Elle me raconte sa dernière compétition, un bon début, le choix de la vague plus de 1,50m idéal pour enchaîner des manœuvres, le « take off » se mettre debout sur la planche :parfait de rapidité et d’équilibre , elle prend de la vitesse ,en bas de la vague, ses jambes tremblent puis se redressent pour restituer l’énergie accumulée et là au creux de la vague sa tête tourne vers la crête, ce mouvement de rotation est presque complet et initié par les yeux ,la direction étant donnée, tout le reste du corps va suivre . Sauf qu’elle ne sait pourquoi mais au sommet du rouleau, légèrement en retard, elle n’a pas pu rester en équilibre. Bref elle est tombée, son regard en dit long sur l’humiliation ressentie et l’incompréhension d’avoir échoué sur une manœuvre facile.

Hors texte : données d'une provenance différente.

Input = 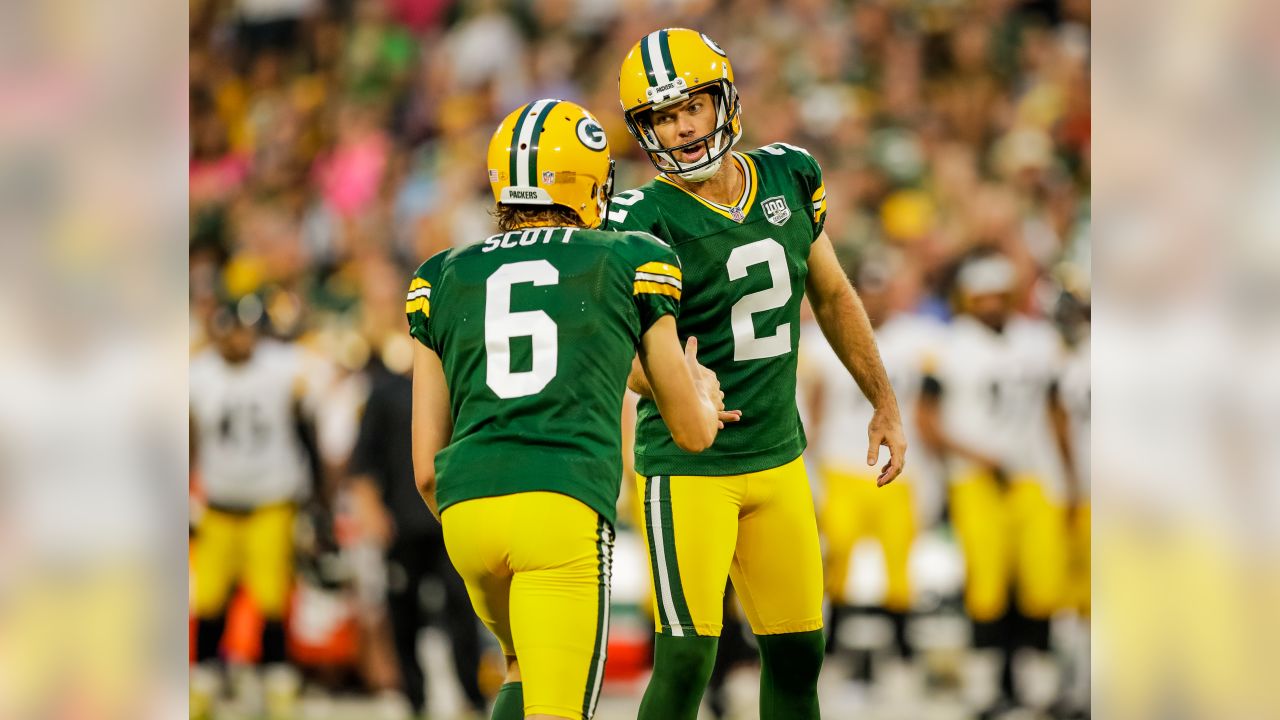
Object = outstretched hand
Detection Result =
[867,407,906,487]
[685,336,742,429]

En retard, je me répète cet expression, mes doigts sont sur sa tête glissent sur son cou, testent la mobilité cervicale. Elle est normale sauf une tension des muscles sous occipitaux, l’impression d’harmonie qui se dégage de son corps est rompue quand je mobilise son crâne, tout semble beaucoup plus figé, la densité y est très forte, surtout sur le frontal et au niveau de la tempe droite, il semble qu’il se dessine une torsion de la sphéno-basilaire.

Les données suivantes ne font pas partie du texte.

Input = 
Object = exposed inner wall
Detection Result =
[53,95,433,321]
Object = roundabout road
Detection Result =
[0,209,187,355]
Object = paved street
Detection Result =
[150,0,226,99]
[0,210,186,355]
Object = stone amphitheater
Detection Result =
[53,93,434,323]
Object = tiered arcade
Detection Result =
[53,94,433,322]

Les muscles de l’œil, qui s’insèrent à ce niveau vont être perturbés et gêner la mobilité de l’œil et particulièrement le reflexe oculo-céphalogyre, voilà notre surfeuse qui va amorcer une figure, son regard va déterminer le sens du mouvement et sa célérité ; un peu de retard dans son exécution et tout va se détraquer. Le déplacement de l’œil dans toutes les directions c’est la fluidité dans le déplacement de la tête, des épaules, du tronc. Les six muscles oculomoteurs sont sous la dépendance de la mécanique crânienne et cervicothoracique. L’orbite de l’œil, sa profondeur, son diamètre réglé par la position de la grande aile du sphénoïde. Chez elle, on observe une diminution unilatérale et une baisse de la taille du globe oculaire droit. La palpation confirme l’impression, mon index posé sur la grande aile ne peut la mobiliser que vers le haut et en arrière, la caractéristique d’une torsion de la sphéno-basilaire, l’autre coté se mobilise normalement, en bas et en avant.

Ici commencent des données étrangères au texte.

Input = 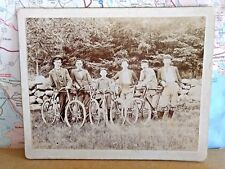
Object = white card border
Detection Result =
[17,7,215,161]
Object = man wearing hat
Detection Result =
[71,59,92,104]
[158,55,181,118]
[49,55,72,120]
[113,59,138,100]
[96,68,112,120]
[138,60,159,118]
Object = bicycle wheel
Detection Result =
[65,100,86,128]
[134,98,152,124]
[126,98,142,125]
[88,99,101,125]
[110,100,126,125]
[41,99,56,124]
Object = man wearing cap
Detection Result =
[113,59,138,100]
[70,59,92,103]
[138,60,159,118]
[158,55,181,118]
[96,68,112,120]
[49,55,72,120]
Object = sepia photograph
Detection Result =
[19,8,212,160]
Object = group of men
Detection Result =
[49,55,181,119]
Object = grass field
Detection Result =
[32,102,199,151]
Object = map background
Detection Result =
[0,0,225,148]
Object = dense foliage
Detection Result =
[27,17,205,78]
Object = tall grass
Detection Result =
[32,101,199,151]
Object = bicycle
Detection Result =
[41,87,65,125]
[126,85,162,125]
[110,92,126,125]
[41,87,86,128]
[65,88,87,128]
[94,91,112,126]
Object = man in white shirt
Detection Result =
[96,68,112,120]
[113,59,137,100]
[158,55,181,118]
[138,60,159,118]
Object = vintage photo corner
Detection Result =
[17,7,214,160]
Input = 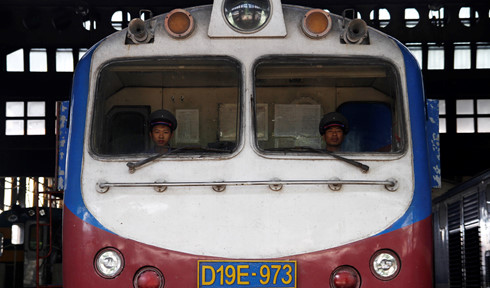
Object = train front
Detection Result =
[63,0,432,288]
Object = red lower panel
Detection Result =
[63,209,432,288]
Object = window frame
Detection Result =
[87,56,245,161]
[251,55,409,159]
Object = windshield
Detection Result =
[254,57,404,154]
[91,58,240,156]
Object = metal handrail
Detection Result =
[96,178,398,193]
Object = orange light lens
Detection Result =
[165,9,194,38]
[302,9,332,38]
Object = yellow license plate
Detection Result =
[197,260,296,288]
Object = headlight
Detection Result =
[223,0,271,33]
[94,248,124,278]
[371,250,401,280]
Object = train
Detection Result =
[63,0,440,288]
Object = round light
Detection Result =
[330,266,361,288]
[133,267,165,288]
[371,250,401,280]
[165,9,194,38]
[223,0,271,33]
[95,248,124,278]
[301,9,332,38]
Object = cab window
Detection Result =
[91,58,241,157]
[254,57,404,154]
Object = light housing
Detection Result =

Mes deux mains contrôlent la tête, c’est-à-dire que les cinq doigts ont un contact avec tous les os de la voûte crânienne, l’index et l’auriculaire contrôlant respectivement la grande aile du sphénoïde et l’occiput. La sensation ressentie est que le sphénoïde et l’occiput tournent dans des sens opposés. La correction se fera dans le même temps en exagérant la torsion droite, l’index droit relevant la grande aile et le 5ieme doigt abaissant l’occiput droit, puis on recherchera un point d’équilibre médian, situé entre les deux positions haut et bas de la grande aile et de l’occiput. La correction se fera toute seule en maintenant en ce point local de stabilité la synchondrose. En ayant l’impression que cette nouvelle fluidité s’étend au reste du corps.
Elle se sent détendue, mais pas convaincue par cette correction tant celle –ci lui paraît éloignée de ses préoccupations. Elle connaît son corps, et les pressions exercées sur les tempes lui semblent dérisoires, bien sur elle se trompe en disant ça, cette manœuvre dite du point d’équilibre est très puissante car elle utilise la force auto correctrice de tout le corps. Mais ses doutes sont légitimes, cette lésion crânienne est ancienne, date de son enfance et elle n’a pu se fixer qu’avec la complicité du sacrum.
Des pieds stables et mobiles véritable pivots de beaucoup d’activités physiques, des muscles du cou et de l’œil qui peuvent travailler en synergie, deux impératifs pour la pratique d’un sport d’équilibre comme le surf. Ma patiente l’a bien compris, son inquiétude d’athlète est la pérennité de la correction, mon conseil est de consulter un orthoptiste pour corriger son défaut de convergence oculaire.